We will need to convert existing CSV dumps to Parquet directories; these directories can also be compressed (often quite effectively) to facilitate transmission.

transform.py is a script that will pull a CSV file into a Parquet directory. It takes the following arguments:

  • collection: the name of the building or dataset under which you want this data placed
  • csv_file: the path to the CSV file. The CSV file must contain data for one stream
  • destination: the path to the Parquet directory
  • time_column (optional): the name of the column containing the timestamps. Defaults to datetime

The process of creating the .parquet files is pretty easy due to the great support from the PyArrow library. If the transform.py script is not meeting your needs (for example, if the data CSVs are not named using UUIDs) then it should not be too onerous to adapt the script for your own needs. As long as the resulting file structure is the same and you are doing all of the necessary transformations (sort each CSV file by timestamp, ascending; make sure column names are right) you should be ok.

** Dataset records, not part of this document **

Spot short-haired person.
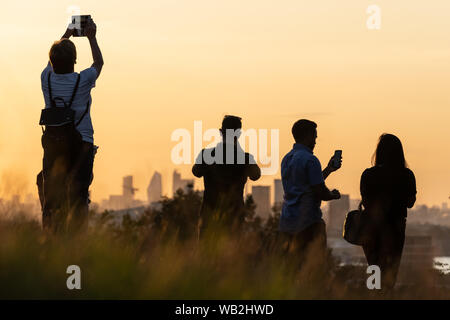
[192,115,261,234]
[280,119,340,263]
[38,19,103,232]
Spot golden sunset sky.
[0,0,450,205]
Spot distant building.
[328,194,350,235]
[102,176,142,210]
[252,186,271,219]
[122,176,137,201]
[273,179,284,206]
[172,170,194,194]
[147,171,162,204]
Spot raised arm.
[86,19,103,78]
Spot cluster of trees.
[92,186,280,241]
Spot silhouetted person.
[192,116,261,233]
[361,134,416,289]
[37,19,103,231]
[280,119,341,265]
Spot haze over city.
[0,0,450,206]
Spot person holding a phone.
[279,119,342,265]
[37,18,103,231]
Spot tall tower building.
[147,171,162,204]
[172,170,194,194]
[252,186,271,219]
[328,194,350,235]
[122,176,137,201]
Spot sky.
[0,0,450,205]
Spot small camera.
[72,15,91,37]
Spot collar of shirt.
[293,143,313,154]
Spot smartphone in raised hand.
[72,15,91,37]
[332,150,342,169]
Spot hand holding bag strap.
[75,101,90,127]
[69,73,80,108]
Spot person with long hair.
[360,133,417,290]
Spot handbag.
[342,203,368,246]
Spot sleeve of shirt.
[41,61,52,82]
[306,157,324,186]
[80,67,97,88]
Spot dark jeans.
[363,218,406,290]
[37,129,94,232]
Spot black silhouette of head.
[372,133,406,168]
[49,39,77,74]
[220,115,242,143]
[292,119,317,150]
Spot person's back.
[202,144,253,218]
[192,116,261,230]
[360,134,416,289]
[37,19,103,231]
[361,166,416,220]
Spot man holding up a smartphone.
[280,119,342,267]
[38,18,103,232]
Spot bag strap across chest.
[47,71,89,127]
[47,72,80,108]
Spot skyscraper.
[122,176,137,202]
[147,171,162,204]
[252,186,270,219]
[328,194,350,235]
[172,170,194,194]
[273,179,284,206]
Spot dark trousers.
[37,129,94,232]
[363,218,406,290]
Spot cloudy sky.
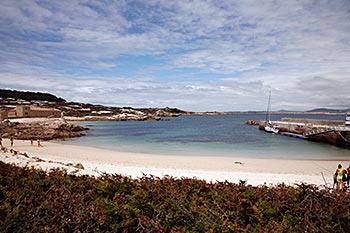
[0,0,350,111]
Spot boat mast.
[266,91,271,123]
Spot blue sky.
[0,0,350,111]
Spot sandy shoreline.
[0,139,350,186]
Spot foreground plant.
[0,162,350,232]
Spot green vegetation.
[0,162,350,232]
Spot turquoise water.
[63,114,350,160]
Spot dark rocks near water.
[0,121,88,140]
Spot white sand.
[0,139,350,186]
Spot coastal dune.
[0,139,350,187]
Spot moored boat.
[264,91,278,133]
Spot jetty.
[258,118,350,149]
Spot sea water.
[63,113,350,160]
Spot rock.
[0,121,88,140]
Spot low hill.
[307,108,350,113]
[0,89,66,102]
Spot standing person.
[335,164,344,191]
[346,165,350,190]
[36,138,42,147]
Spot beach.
[0,139,350,187]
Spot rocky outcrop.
[0,121,88,140]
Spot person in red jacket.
[335,164,345,191]
[346,165,350,189]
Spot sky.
[0,0,350,111]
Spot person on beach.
[335,164,344,191]
[36,138,43,147]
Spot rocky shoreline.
[0,119,88,140]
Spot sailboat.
[345,112,350,126]
[264,91,278,133]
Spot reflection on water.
[65,114,350,159]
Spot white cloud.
[0,0,350,110]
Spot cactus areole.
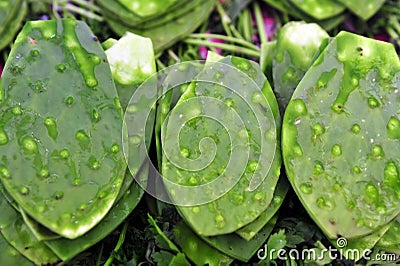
[0,19,126,239]
[282,32,400,238]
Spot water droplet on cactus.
[72,178,82,187]
[44,117,58,140]
[181,148,190,158]
[313,123,325,136]
[356,219,365,227]
[0,128,8,145]
[61,212,72,220]
[39,167,50,178]
[36,205,46,213]
[332,182,342,191]
[386,116,400,139]
[383,162,400,188]
[21,136,38,154]
[57,64,67,73]
[368,96,379,109]
[231,193,244,206]
[75,130,90,149]
[352,165,361,174]
[192,206,200,214]
[53,191,64,200]
[60,149,69,159]
[376,205,386,215]
[189,176,199,186]
[129,135,142,146]
[79,203,87,211]
[19,186,29,196]
[251,91,266,105]
[365,182,379,202]
[11,105,22,115]
[331,144,342,157]
[254,192,264,201]
[225,98,234,108]
[314,162,325,175]
[65,96,74,105]
[292,99,307,116]
[92,110,101,122]
[293,144,303,157]
[215,214,226,229]
[246,161,258,173]
[372,144,385,159]
[126,103,138,114]
[316,197,326,208]
[89,157,100,170]
[31,49,40,57]
[300,182,313,194]
[110,144,119,153]
[0,166,11,179]
[331,102,344,114]
[351,124,361,134]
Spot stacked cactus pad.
[0,14,400,265]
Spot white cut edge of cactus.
[105,32,156,85]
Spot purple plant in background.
[263,12,278,41]
[199,30,224,59]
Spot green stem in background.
[189,33,259,50]
[184,38,261,58]
[253,2,268,44]
[168,49,181,63]
[239,8,253,42]
[104,223,128,266]
[216,1,233,37]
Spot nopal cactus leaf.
[0,1,28,50]
[173,221,233,266]
[0,19,126,238]
[337,0,385,20]
[272,21,329,114]
[44,164,149,261]
[161,57,281,236]
[0,184,59,265]
[0,234,32,266]
[201,215,278,262]
[282,32,400,239]
[118,0,178,18]
[290,0,346,20]
[235,178,289,241]
[105,0,215,52]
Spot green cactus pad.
[105,0,215,52]
[272,22,329,114]
[0,0,28,50]
[282,32,400,239]
[0,188,59,265]
[173,221,233,266]
[290,0,346,20]
[0,0,22,33]
[337,0,385,20]
[18,208,61,241]
[161,57,281,236]
[0,234,32,266]
[235,178,290,241]
[118,0,179,18]
[44,164,149,261]
[201,215,278,262]
[0,19,126,238]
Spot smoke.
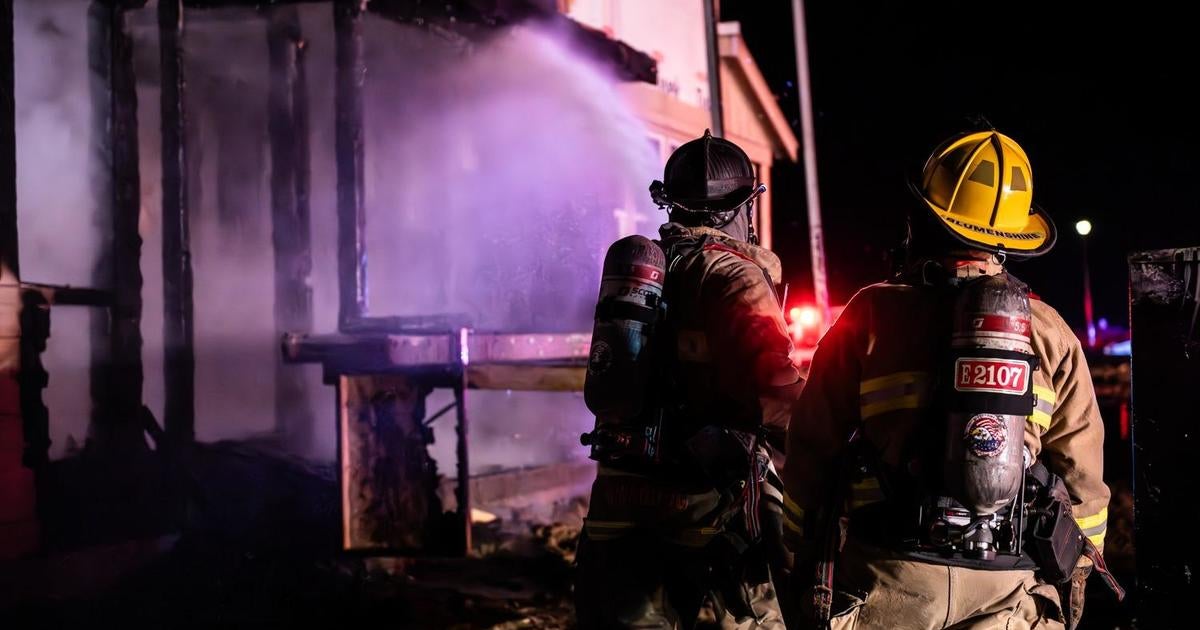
[17,0,659,470]
[13,0,98,456]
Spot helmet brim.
[908,181,1058,260]
[670,186,757,214]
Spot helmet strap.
[746,202,758,245]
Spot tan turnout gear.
[782,260,1109,628]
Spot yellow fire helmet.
[913,131,1056,259]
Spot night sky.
[721,0,1200,326]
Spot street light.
[1075,218,1096,348]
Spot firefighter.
[575,131,803,629]
[782,130,1120,629]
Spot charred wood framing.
[334,0,367,330]
[266,7,313,446]
[88,2,145,454]
[454,345,472,554]
[158,0,196,444]
[337,374,444,553]
[0,0,20,278]
[1123,247,1200,628]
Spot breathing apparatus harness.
[814,252,1123,620]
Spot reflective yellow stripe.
[858,372,929,395]
[1033,385,1058,404]
[784,492,804,522]
[859,394,923,420]
[583,518,634,529]
[784,514,804,536]
[1075,508,1109,529]
[583,518,634,540]
[854,476,880,491]
[667,527,720,547]
[1030,409,1050,431]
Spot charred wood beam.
[20,282,113,308]
[158,0,196,444]
[0,0,20,278]
[88,2,145,455]
[184,0,313,10]
[454,360,470,556]
[334,0,367,330]
[266,7,313,446]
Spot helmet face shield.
[912,131,1056,258]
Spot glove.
[1058,557,1093,630]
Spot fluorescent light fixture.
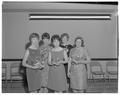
[29,14,111,20]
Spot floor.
[2,79,118,93]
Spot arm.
[81,48,90,63]
[57,50,68,65]
[67,58,71,73]
[48,52,52,65]
[22,50,36,69]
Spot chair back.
[90,61,102,72]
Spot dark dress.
[60,44,73,84]
[48,50,67,91]
[40,44,51,87]
[70,48,87,90]
[26,48,42,91]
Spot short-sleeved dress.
[26,48,42,91]
[70,48,87,90]
[40,45,51,87]
[48,50,67,91]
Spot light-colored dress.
[48,50,67,91]
[70,48,87,90]
[40,45,51,87]
[26,48,42,91]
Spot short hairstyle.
[61,33,69,40]
[51,34,61,44]
[74,36,85,47]
[29,33,39,42]
[42,32,50,40]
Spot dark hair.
[74,37,85,47]
[61,33,69,40]
[42,32,50,40]
[25,33,39,49]
[29,33,39,43]
[51,34,61,45]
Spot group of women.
[22,33,90,93]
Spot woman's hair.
[29,33,39,42]
[74,36,85,47]
[42,32,50,40]
[51,34,61,46]
[25,33,39,49]
[61,33,69,40]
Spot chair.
[2,63,7,88]
[90,61,105,81]
[10,63,23,88]
[106,61,118,81]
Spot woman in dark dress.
[60,33,73,91]
[22,33,44,93]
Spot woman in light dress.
[68,37,90,93]
[47,35,68,92]
[40,33,51,93]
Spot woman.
[48,35,68,92]
[22,33,44,93]
[68,37,90,92]
[60,33,73,91]
[40,33,51,93]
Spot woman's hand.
[34,62,44,69]
[67,71,70,78]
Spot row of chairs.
[90,61,118,81]
[2,61,118,87]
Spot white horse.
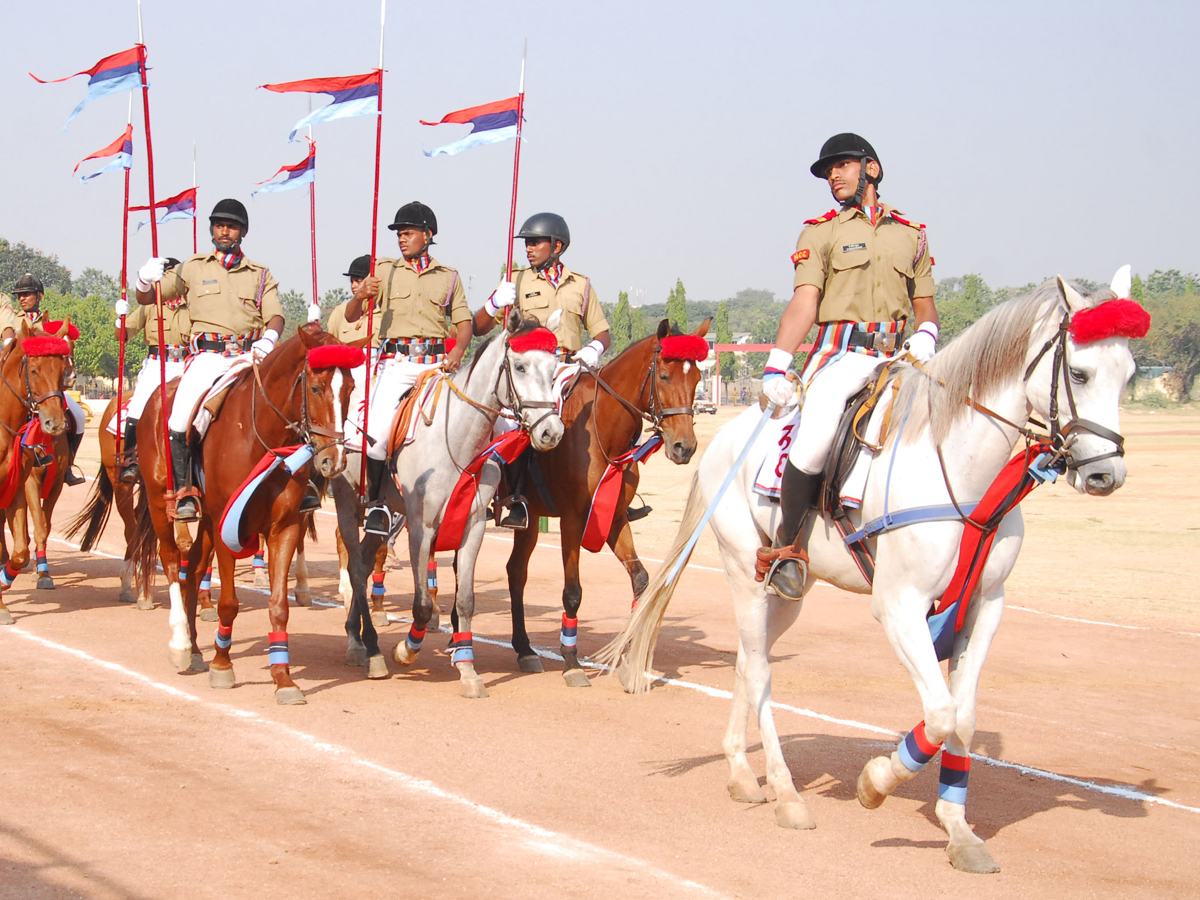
[600,273,1148,872]
[332,312,564,697]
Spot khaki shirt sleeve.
[792,226,829,292]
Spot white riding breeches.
[787,353,887,475]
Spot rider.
[116,257,192,485]
[0,272,88,487]
[137,199,283,522]
[475,212,612,529]
[758,133,937,600]
[346,200,470,535]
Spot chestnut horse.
[134,325,361,704]
[0,323,71,625]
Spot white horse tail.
[595,473,704,694]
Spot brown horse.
[492,319,712,688]
[0,323,71,625]
[134,325,361,704]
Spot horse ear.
[1057,275,1087,312]
[1111,264,1133,300]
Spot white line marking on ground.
[5,626,721,896]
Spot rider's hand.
[137,257,167,293]
[484,281,517,317]
[904,322,937,362]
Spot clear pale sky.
[0,0,1200,306]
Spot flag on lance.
[71,125,133,185]
[259,68,383,140]
[421,96,521,156]
[29,44,146,131]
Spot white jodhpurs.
[787,353,887,475]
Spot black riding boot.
[116,419,139,485]
[62,431,88,487]
[170,431,200,522]
[767,462,824,600]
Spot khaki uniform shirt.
[506,265,608,353]
[792,204,935,322]
[374,258,470,346]
[155,251,283,335]
[325,301,380,349]
[125,304,192,347]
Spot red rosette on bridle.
[308,343,367,368]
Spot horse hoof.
[563,668,592,688]
[275,685,308,707]
[367,653,391,679]
[458,676,487,700]
[517,653,546,674]
[946,841,1000,875]
[775,800,817,830]
[858,756,892,809]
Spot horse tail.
[595,474,704,694]
[66,466,113,553]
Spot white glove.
[575,341,604,368]
[250,328,280,361]
[484,281,517,316]
[904,322,937,362]
[137,257,167,292]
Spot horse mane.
[893,280,1115,443]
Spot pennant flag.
[259,68,383,140]
[71,125,133,185]
[250,144,317,197]
[421,97,521,156]
[130,187,196,232]
[29,44,146,131]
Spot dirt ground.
[0,409,1200,900]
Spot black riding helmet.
[517,212,571,259]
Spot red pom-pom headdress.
[660,335,708,362]
[1070,300,1150,344]
[20,335,71,356]
[509,328,558,353]
[308,343,367,368]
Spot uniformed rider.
[0,272,88,487]
[475,212,612,529]
[758,133,937,600]
[346,200,470,535]
[137,199,283,522]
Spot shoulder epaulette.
[804,209,841,224]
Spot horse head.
[1026,266,1150,497]
[499,311,565,450]
[641,317,713,466]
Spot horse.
[332,312,563,697]
[598,274,1150,872]
[487,318,712,688]
[134,325,362,704]
[0,322,71,625]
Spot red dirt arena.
[0,408,1200,900]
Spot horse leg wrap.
[558,612,580,648]
[937,750,971,805]
[452,631,475,662]
[266,631,290,666]
[896,722,942,772]
[404,622,425,653]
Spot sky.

It is important to update the _metadata file after you are done pulling files into the Parquet directory. This can really be done at intermediate stages too, but as long as you run it once on the full dataset, everything will work out. This process is in the make-metadata.py script: python make-metadata.py <parquet directory>.

Example

Assuming a data file badd2ed0-1cf4-11ec-8cd1-1002b58053c7.csv looks like the following:

datetime,1-3-10_MaxFlowHeatSP
2016-09-01T07:00:00Z,1235.0
2016-09-01T07:01:00Z,1235.0
2016-09-01T07:02:00Z,1235.0
2016-09-01T07:03:00Z,1235.0
2016-09-01T07:04:00Z,1235.0

The script will be executed as such:

python transform.py my-building badd2ed0-1cf4-11ec-8cd1-1002b58053c7.csv my-parquet-directory

Note that the filename is a UUID

If you have a directory of CSV files, you can write a short bash script to process all of them:

for file in `ls my-building-data-archive/*.csv`; do
    python transform.py my-building $file my-parquet-directory
done

When you are done with all the buildings, create a zip or tar.gz file archive of the Parquet directory.